Bunga, lampu kristal, dan berbagai ornamen pelengkap berpadu serasi menghiasi ruangan. Kain dan pita menyelimuti meja, kursi, bahkan bahu tangga.

Di kamarnya, Moza dibantu perias, sedang merapikan kembali dandannya. Baru saja Arsen mengabarkan bahwa sedikit lagi ia dan keluarganya tiba di kediaman orang tua Moza. Gadis itu bercermin untuk terakhir kali sebelum turun ke ruang dihelatnya pesta pertunangannya. Kebaya warna pastel berpayet melekat di tubuhnya dengan sempurna.

Di belakangnya, sang bunda tersenyum mengingat masa mudanya dulu. Merasa bangga telah mewariskan separuh gennya terhadap sang putri.

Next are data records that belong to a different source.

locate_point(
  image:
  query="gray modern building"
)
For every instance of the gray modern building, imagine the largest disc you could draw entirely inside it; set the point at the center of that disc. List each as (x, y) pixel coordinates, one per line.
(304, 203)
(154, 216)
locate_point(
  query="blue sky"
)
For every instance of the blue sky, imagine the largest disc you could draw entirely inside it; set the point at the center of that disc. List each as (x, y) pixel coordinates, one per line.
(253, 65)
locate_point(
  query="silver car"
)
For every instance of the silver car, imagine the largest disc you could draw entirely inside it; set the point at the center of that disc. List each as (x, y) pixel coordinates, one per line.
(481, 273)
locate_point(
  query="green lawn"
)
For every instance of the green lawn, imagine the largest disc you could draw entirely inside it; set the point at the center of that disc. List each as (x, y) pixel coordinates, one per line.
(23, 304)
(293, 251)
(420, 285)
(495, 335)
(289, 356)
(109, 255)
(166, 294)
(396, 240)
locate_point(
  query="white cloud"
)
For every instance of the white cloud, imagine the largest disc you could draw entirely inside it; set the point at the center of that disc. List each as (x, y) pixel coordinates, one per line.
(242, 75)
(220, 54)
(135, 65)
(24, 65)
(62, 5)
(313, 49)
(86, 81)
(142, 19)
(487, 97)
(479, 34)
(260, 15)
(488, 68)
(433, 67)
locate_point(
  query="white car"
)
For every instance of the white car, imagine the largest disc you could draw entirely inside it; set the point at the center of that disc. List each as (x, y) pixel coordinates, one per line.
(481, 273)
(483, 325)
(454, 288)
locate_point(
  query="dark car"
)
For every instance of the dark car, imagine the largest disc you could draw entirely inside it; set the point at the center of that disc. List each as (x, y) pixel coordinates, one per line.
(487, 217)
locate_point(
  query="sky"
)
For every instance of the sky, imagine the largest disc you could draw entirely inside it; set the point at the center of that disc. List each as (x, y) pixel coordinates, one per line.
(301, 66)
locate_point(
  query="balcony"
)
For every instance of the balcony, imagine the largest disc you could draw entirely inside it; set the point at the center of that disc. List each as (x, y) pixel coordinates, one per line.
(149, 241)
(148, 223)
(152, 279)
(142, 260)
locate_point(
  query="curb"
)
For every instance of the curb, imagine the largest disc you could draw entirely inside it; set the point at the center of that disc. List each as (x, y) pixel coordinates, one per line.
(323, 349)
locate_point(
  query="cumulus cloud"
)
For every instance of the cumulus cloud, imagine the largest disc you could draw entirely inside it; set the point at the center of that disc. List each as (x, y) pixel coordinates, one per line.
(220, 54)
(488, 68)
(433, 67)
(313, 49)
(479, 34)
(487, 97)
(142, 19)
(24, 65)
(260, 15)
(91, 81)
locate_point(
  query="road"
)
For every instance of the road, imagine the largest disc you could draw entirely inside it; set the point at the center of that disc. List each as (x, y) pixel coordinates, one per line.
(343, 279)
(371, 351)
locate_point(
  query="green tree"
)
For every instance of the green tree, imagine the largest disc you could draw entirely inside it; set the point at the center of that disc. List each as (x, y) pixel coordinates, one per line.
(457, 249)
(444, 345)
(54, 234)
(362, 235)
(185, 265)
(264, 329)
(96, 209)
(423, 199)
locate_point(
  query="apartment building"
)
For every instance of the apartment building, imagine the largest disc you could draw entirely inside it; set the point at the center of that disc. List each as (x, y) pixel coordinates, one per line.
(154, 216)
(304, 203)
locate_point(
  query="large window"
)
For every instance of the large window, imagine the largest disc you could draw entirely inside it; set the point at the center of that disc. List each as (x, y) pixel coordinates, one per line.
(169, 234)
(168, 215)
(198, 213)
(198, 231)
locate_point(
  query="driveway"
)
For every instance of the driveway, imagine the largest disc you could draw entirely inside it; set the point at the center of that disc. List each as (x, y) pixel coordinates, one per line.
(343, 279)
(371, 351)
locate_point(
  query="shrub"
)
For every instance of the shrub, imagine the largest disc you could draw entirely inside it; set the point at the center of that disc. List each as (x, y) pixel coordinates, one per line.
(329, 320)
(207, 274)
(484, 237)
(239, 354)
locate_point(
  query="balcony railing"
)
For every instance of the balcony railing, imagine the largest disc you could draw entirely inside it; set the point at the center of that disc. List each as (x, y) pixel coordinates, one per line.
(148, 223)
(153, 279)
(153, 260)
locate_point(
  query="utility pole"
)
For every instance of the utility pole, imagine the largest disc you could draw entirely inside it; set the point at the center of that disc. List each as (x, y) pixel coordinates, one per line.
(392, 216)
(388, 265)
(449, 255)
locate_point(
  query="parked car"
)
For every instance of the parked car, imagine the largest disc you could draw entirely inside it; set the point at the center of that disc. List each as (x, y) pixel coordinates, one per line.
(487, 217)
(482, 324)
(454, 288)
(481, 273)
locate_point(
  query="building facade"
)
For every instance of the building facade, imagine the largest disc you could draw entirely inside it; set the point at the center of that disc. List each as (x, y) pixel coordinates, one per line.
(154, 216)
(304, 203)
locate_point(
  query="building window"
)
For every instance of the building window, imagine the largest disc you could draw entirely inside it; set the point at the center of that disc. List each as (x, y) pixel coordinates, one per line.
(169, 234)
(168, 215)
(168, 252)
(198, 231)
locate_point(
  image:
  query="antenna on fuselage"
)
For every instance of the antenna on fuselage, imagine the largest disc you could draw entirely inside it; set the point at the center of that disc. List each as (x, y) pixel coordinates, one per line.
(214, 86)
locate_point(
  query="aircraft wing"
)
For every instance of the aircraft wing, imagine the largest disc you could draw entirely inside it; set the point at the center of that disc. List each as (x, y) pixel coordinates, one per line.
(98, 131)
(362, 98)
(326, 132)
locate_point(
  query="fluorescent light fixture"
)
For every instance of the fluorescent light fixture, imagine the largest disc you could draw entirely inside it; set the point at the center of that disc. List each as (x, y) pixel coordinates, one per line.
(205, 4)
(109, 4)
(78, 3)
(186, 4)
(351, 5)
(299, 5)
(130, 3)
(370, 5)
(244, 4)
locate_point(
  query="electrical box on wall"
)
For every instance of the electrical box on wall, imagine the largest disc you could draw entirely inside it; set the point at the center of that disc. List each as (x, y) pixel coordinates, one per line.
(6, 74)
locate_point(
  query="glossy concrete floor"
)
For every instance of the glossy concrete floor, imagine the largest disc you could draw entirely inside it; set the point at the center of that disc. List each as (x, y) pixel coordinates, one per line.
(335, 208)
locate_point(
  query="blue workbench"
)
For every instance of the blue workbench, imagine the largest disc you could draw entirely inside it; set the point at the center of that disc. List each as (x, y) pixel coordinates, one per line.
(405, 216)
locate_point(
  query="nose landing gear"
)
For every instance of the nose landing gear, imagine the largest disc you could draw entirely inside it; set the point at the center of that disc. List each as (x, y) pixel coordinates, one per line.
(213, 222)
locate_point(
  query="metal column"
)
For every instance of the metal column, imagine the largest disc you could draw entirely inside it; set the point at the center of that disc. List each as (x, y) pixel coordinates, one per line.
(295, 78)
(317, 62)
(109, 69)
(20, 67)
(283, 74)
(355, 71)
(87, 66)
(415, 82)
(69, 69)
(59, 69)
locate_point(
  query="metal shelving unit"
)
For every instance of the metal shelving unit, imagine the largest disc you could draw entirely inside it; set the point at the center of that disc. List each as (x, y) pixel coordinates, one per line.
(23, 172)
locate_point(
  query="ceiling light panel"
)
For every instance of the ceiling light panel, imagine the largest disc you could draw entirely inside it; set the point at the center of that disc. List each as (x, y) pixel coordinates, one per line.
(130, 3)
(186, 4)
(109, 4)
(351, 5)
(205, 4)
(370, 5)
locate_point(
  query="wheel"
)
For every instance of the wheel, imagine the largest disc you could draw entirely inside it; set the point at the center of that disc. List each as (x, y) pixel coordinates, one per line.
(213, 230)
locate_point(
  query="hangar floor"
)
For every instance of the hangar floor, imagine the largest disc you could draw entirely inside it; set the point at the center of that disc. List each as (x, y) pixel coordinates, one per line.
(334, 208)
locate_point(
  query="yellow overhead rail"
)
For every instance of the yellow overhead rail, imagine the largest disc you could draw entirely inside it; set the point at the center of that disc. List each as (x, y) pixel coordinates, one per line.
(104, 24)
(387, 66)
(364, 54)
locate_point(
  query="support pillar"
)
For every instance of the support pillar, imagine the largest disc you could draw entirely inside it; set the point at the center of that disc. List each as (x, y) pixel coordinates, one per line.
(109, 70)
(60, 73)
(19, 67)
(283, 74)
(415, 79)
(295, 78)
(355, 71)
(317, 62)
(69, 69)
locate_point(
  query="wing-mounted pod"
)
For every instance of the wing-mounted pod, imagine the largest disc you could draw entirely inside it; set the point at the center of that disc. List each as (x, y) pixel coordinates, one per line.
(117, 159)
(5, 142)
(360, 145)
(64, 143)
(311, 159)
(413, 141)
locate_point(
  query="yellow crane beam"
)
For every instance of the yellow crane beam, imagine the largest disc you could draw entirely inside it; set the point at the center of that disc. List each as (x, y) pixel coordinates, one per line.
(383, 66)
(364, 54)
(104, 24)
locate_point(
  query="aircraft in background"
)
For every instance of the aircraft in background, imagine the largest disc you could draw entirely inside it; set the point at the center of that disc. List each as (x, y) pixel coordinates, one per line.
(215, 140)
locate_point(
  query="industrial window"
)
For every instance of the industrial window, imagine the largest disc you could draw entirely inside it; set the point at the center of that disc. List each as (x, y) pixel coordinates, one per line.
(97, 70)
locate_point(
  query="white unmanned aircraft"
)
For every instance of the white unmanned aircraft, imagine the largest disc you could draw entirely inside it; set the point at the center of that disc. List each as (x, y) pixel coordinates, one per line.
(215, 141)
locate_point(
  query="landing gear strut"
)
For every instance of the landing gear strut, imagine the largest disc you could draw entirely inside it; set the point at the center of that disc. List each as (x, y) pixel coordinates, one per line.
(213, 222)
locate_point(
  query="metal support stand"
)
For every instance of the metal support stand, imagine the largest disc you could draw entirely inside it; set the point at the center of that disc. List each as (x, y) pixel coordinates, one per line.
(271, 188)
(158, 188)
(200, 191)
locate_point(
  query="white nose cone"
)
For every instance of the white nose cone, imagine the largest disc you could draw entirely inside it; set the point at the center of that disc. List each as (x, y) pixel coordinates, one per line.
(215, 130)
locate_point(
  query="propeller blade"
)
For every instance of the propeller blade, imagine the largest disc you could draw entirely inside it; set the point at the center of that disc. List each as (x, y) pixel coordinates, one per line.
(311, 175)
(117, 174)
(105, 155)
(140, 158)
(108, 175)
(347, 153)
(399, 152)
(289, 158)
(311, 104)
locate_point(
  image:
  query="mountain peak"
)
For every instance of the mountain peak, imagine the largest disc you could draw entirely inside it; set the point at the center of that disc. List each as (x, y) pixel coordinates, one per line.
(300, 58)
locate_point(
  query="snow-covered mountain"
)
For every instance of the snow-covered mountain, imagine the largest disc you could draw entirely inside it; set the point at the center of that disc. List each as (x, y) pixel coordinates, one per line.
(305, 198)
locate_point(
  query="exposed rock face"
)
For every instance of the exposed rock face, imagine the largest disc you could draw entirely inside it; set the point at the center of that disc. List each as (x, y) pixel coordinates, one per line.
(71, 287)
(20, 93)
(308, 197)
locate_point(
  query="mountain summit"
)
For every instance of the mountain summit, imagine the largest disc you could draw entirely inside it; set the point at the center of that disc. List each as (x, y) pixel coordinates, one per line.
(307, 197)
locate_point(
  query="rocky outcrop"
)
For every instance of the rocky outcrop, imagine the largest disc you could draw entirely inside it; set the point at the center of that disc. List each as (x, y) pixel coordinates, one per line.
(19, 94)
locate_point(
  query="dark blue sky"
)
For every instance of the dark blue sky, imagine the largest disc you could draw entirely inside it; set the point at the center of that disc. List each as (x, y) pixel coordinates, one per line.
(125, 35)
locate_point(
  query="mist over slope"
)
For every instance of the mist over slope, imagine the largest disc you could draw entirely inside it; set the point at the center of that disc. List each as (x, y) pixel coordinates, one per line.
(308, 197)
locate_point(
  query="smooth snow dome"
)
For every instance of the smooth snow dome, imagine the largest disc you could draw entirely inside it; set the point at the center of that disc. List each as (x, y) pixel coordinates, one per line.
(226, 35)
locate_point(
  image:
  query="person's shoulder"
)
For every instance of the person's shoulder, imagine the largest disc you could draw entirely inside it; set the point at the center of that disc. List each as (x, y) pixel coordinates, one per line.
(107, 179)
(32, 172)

Deru mesin mobil menandakan rombongan yang mereka tunggu telah tiba.

"Tuh mereka dateng!" Sang Bunda menengok ke bawah dari jendela kamar Moza. Ia pun segera berjalan menuju pintu keluar kamar. Namun sebelum benar-benar keluar, wanita itu menoleh ke arah putrinya. "Bunda turun dulu, ya? Kamu jangan lama-lama," tukasnya yang dibalas anggukan oleh Moza.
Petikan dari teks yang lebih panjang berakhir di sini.